REACTION/EDUCATIONAL: Teaching and student groups welcomed the Government's move to increase funding for programmes to improve access to third level education.
The Joint Managerial Body, which represents the management of all voluntary secondary schools, said that uncertainty on the issue was unsettling to students preparing for the Leaving Certificate.
Its general secretary, Mr George O'Callaghan, said many of the projects aimed at the educationally disadvantaged were in danger of being stalled by the severe cutbacks introduced in the last budget.
"Lack of access to third level education from certain socio-economic backgrounds has to be tackled at the level of first and second level schooling," he said.

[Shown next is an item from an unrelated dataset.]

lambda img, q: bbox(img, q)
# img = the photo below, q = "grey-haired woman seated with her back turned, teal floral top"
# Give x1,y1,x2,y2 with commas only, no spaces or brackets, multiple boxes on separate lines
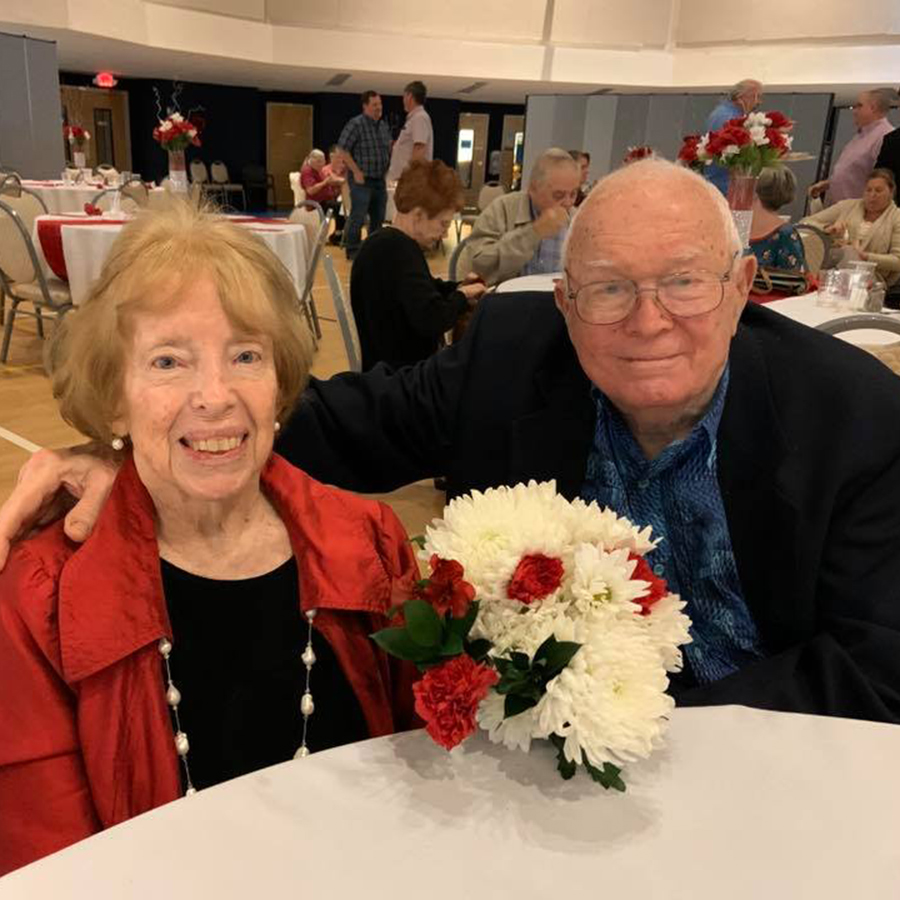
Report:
750,166,806,272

"However there was no guarantee that the monies recovered from the reintroduction of third level fees would find their way into first and second level schools. Properly resourced targeted programmes are the only means of dealing with the issue."
The president of the Union of Students in Ireland, Mr Colm Jordan, said fees were not the answer to improving access to third level. But while welcoming the funding initiative, he saidmuch of the controversy on fees could have been avoided.
The latest programme "will do much to open the doors to education for thousands who were previously denied the opportunity to improve both themselves and their society by earning a third level qualification".
Mr Finghin Kelly, an activist with the Campaign for Free Education, called on the Government to reverse cutbacks in the allowance for mature students.
"A significant number of mature students, lone parents and the long-term unemployed will be unable to continue in their return to education if the Back to Education Allowance cutbacks are not immediately reversed," he said.